Tue Mar  4 14:26:16 2014 28438   JavaPluginConfig: URL filter is not defined
Tue Mar  4 14:26:16 2014 28438   JavaPluginConfig: no server filter
Tue Mar  4 14:26:16 2014 28438   JavaHttpPlugin: starting plugin 1 ("GeoIP CEM Plugin") with:
Tue Mar  4 14:26:16 2014 28438   JavaHttpPlugin:   /etc/wily/cem/tim/config/javaplugins/1.jar
Tue Mar  4 14:26:16 2014 28438   JavaHttpPlugin: plugin "GeoIP CEM Plugin" started

And here is what is configured in plugin property

geoip.city.file=/usr/local/wily/cem/tim/data/GeoLiteCity.dat
geoip.log.level=DEBUG
geoip.cem.incoming.parameter.name=X-Forwarded-For
geoip.cem.outgoing.parameter.name=X-GeoIPLocation
geoip.internal.networks=A,B,C,D
geoip.internal.networks.A.name=A
geoip.internal.networks.A.ranges=11.0.0.0-255.0.0.0
geoip.internal.networks.B.name=B
geoip.internal.networks.B.ranges=157.146.0.0-255.255.0.0
geoip.internal.networks.C.name=C
geoip.internal.networks.C.ranges=156.82.0.0-255.255.0.0
geoip.internal.networks.D.name=D
geoip.internal.networks.D.ranges=169.225.0.0-255.255.0.0
geoip.cem.parameter.format={0}, {1}
geoip.cem.parameter.value.0=countryName
geoip.cem.parameter.value.1=timeZone

It sounds like everything is working as expected.

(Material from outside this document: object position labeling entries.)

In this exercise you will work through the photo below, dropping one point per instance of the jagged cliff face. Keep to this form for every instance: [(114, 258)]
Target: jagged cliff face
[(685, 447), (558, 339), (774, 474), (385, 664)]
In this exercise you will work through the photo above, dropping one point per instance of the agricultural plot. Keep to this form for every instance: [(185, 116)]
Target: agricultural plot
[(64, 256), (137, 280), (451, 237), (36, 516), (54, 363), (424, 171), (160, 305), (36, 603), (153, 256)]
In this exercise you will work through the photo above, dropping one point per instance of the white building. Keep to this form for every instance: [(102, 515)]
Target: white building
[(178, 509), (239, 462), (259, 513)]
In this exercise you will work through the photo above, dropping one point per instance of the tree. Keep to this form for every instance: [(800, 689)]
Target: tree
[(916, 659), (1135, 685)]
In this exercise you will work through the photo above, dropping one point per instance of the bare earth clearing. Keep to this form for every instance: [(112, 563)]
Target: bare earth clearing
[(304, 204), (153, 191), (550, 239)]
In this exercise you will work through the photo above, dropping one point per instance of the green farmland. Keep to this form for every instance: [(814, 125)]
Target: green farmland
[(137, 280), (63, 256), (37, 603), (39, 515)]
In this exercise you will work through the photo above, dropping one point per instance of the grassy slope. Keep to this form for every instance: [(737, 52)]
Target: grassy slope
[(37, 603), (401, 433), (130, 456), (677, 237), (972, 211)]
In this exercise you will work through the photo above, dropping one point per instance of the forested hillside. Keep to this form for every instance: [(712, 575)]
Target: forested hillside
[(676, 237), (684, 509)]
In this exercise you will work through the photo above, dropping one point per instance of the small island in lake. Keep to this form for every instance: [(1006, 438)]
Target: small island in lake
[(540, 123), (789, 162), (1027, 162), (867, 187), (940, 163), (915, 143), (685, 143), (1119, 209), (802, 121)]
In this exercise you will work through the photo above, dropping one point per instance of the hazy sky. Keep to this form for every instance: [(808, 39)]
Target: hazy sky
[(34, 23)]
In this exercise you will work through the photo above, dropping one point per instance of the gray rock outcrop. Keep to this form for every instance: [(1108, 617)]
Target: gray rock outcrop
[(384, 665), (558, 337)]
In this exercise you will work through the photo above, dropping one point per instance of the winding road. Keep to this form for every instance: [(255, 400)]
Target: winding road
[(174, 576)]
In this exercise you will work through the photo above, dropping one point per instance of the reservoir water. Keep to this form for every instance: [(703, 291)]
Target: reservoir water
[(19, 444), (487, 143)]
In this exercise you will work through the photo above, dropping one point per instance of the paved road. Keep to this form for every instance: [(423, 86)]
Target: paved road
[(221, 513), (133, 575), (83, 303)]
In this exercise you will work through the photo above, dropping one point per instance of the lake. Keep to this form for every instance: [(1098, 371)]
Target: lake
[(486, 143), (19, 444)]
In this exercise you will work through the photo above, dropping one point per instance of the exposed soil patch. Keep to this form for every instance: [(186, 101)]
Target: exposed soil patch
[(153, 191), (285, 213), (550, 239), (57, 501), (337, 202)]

The plug-in has started up normally without errors and you've configured some IP ranges that will override the GeoIP lookups. The reason you are not seeing any results is that you have not directed any traffic to be handled by the GeoIPCemPlugin: 
 

Tue Mar  4 14:26:16 2014 28438   JavaPluginConfig: URL filter is not defined
Tue Mar  4 14:26:16 2014 28438   JavaPluginConfig: no server filter

This means that you've likely not set the IP Address range and URL filter for the plugin. I recommend using 0.0.0.0 - 255.255.255.255 for the IP Address Range and /* for the URL match pattern. 

We change the url pattern to /* as you have suggested and we see the user groups created as “international” and “United States, America/New_York”.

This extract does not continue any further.